José Ignacio Cuesta
King Center on Global Development
Assistant Professor of Economics
Department of Economics
Faculty Fellow
Stanford Institute for Economic Policy Research (SIEPR)
José Ignacio Cuesta is an assistant professor of economics at Stanford University, a Faculty Research Fellow at NBER, a Faculty Fellow at SIEPR, and J-PAL invited researcher. He obtained a PhD in Economics from the University of Chicago in 2019. His research focuses on the design and regulation of credit and health markets. His previous research studies the design of interest rate caps, the impacts of information frictions in mortgage markets, the design of public procurement and public provision of pharmaceutical drugs, among others.
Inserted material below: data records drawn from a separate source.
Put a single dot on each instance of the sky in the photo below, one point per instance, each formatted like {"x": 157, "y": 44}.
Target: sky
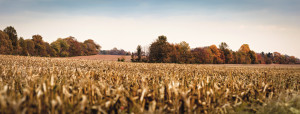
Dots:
{"x": 266, "y": 25}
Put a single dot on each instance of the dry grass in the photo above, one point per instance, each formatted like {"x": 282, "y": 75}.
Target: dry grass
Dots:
{"x": 103, "y": 57}
{"x": 54, "y": 85}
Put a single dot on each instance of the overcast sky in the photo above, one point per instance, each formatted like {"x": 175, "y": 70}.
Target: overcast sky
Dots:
{"x": 266, "y": 25}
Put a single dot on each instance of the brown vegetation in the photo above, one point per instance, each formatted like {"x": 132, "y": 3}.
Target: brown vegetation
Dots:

King Center Supported Research
2023 - 2024 Academic Year | Global Development Research Funding
Agriculture, Human Capital, and Public Health in Egypt
The global landscape of cotton farming was transformed by cotton capitalists, in Egypt global demand for cotton and shocks to cotton pricing enforced changes in labor patterns and irrigation infrastructure during colonial times. The immediate and lasting consequences of these agricultural shifts on the development of the communities involved are still not completely empirically fully explored in Middle Eastern countries like Egypt. This project is aims at reshaping our understanding of the short and long-run impacts of agricultural labor policies and poorly implemented modernization projects set under colonialism, focusing particularly on implications for education, and public health.
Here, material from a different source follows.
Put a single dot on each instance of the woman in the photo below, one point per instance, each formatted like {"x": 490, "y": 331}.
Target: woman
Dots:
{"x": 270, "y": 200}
An innovative aspect of this project lies in its use of developments in machine learning and computer vision to convert and examine vast quantities of historical data that were once difficult to handle. Available data to study these topics, especially in the Middle East, tend to be scarce. Historical maps and Arabic text are excellent sources of data, however, processing proved previously to be difficult and require innovative techniques. By applying new cutting-edge AI technologies, he plans to extract valuable information from various archival resources, with the ultimate goal to utilize this extracted data to explore significant issues related to the political economy of development.